Evocative and nostalgic tale, infused with religion and (homo)sexuality, and hence passion, betrayal and guilt.
The later part, about Charles and Celia and then Charles and Julia is more subtle, realistic and sad than the light frivolity of Oxford days.
Hollinghurst's "The Stranger's Child" has many echoes of this (http://www.goodreads.com/review/show/380807175).
It's five years since I last read this, but a few ideas that have come back to me by discussing it elsewhere:
People were strongly segregated by class and gender in those days. Not only were the schools (at least, the sort that Charles and Sebastian attended) single-sex, so were the colleges at university. The fact that people of their background were invariably packed off to boarding school from the age of 7 or 8, not returning until the holidays, created segregation from their parents as well. And of course there weren't many scholarship boys to broaden the social mix.
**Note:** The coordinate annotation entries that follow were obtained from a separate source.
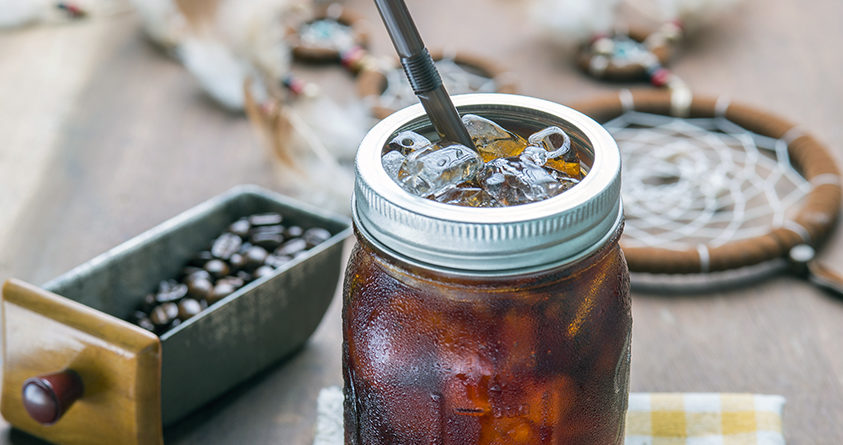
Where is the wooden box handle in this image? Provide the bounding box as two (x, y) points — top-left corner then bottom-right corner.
(23, 369), (85, 425)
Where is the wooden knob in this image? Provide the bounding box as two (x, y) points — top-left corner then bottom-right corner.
(23, 369), (85, 425)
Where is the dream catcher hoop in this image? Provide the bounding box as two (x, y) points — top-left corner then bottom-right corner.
(574, 90), (843, 292)
(287, 3), (369, 63)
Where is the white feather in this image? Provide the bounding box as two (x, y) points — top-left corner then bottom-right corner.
(671, 0), (739, 30)
(531, 0), (620, 46)
(129, 0), (188, 48)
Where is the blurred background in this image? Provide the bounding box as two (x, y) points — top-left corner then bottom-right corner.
(0, 0), (843, 444)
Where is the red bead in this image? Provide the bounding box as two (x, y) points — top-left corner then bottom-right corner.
(650, 68), (671, 87)
(340, 46), (365, 69)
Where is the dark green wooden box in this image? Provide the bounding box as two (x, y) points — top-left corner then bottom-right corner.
(38, 186), (351, 425)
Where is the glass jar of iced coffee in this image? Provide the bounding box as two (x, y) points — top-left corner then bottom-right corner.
(343, 94), (632, 445)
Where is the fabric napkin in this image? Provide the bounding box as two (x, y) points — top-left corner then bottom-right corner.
(313, 386), (785, 445)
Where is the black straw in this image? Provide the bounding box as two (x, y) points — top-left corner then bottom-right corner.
(375, 0), (474, 148)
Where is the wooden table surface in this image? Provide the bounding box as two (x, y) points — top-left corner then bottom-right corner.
(0, 0), (843, 444)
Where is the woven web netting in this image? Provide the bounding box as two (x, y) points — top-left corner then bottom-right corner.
(380, 56), (497, 110)
(604, 111), (811, 250)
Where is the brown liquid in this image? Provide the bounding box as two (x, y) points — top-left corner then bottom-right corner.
(343, 227), (632, 445)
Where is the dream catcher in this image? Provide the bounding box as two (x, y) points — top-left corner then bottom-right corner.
(0, 0), (130, 29)
(542, 0), (843, 295)
(357, 51), (517, 119)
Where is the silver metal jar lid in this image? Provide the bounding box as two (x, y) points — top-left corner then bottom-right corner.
(352, 94), (623, 275)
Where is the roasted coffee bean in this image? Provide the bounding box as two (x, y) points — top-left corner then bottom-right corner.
(127, 212), (318, 335)
(249, 225), (284, 250)
(190, 250), (214, 267)
(302, 227), (331, 247)
(206, 281), (237, 304)
(135, 318), (155, 332)
(284, 226), (304, 239)
(255, 265), (275, 280)
(228, 253), (246, 270)
(211, 233), (243, 260)
(184, 269), (213, 287)
(243, 246), (268, 270)
(181, 266), (204, 281)
(155, 283), (187, 303)
(161, 303), (179, 319)
(205, 260), (229, 278)
(149, 305), (178, 328)
(275, 238), (307, 256)
(129, 311), (147, 324)
(187, 276), (214, 300)
(264, 255), (293, 269)
(179, 298), (202, 321)
(228, 218), (252, 238)
(249, 213), (284, 226)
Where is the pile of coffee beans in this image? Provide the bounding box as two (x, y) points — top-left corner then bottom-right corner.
(128, 213), (331, 335)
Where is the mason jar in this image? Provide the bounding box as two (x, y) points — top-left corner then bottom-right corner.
(343, 94), (632, 445)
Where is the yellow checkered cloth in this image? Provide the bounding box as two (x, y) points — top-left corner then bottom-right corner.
(626, 393), (784, 445)
(313, 386), (784, 445)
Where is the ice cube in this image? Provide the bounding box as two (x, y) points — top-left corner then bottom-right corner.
(433, 186), (500, 207)
(478, 157), (573, 206)
(528, 126), (582, 179)
(389, 131), (430, 155)
(398, 144), (483, 196)
(462, 114), (528, 162)
(381, 150), (407, 181)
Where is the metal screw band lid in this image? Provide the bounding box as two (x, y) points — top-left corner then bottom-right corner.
(352, 94), (623, 275)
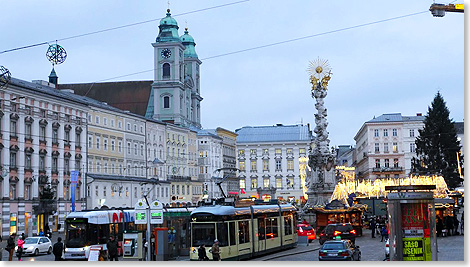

When I first read the book as a naive teenager, I thought the book was somewhat ambiguous about Charles and Sebastian's relationship. As an adult, I have no doubt that it was sexual, but that although Sebastian is gay, Charles is towards the straight end of bisexual: his attraction, nay obsession, is more with the Marchmain family than any individual member of it.
Naked male friends sunbathing may seem very gay nowadays, but was less so for Charles and Sebastian in Oxford. Nudism and "health and efficiency" were popular at the time, and there was nothing inherently gay about it. Kafka was a straight man of the period who was an enthusiast.
Also, as recently as the early 1980s there was a men-only nudist club on the banks of the river in central Oxford, (in)famously frequented by dons (professors) and clergy. It may still be there, though if so, it might be mixed sex, as the colleges themselves are. If you want to Google it, it was (is?) called Parsons' Pleasure!
Sebastian takes his teddy bear to Oxford and treats him as a living pet. Although his presence clearly signals a certain immaturity, I suspect that in Sebastian's mind it was at least as much a deliberate ploy to be seen as appealingly eccentric.
Apparently this element is based on John Betjeman taking his bear, Archibald Ormsby-Gore, to Oxford (http://en.wikipedia.org/wiki/Archibald_Ormsby-Gore).
To me, the Church is portrayed pretty negatively, yet some Catholics see it in a more positive light, and Waugh himself converted. I'm not sure whether that reflects a strength or a weakness in Waugh's writing.
Even so, how is this for biting satire, when Lady Marchmain is talking to Charles about her wealth and the perception that wealth can interfere with following Christ:
"It [being very rich] used to worry me, and I thought it wrong to have so many beautiful things when others had nothing. Now I realize that it is possible for the rich to sin by coveting the privileges of the poor. The poor have always been the favourites of God and his saints, but I believe that is is one of the special achievements of Grace to sanctify the whole of life, riches included."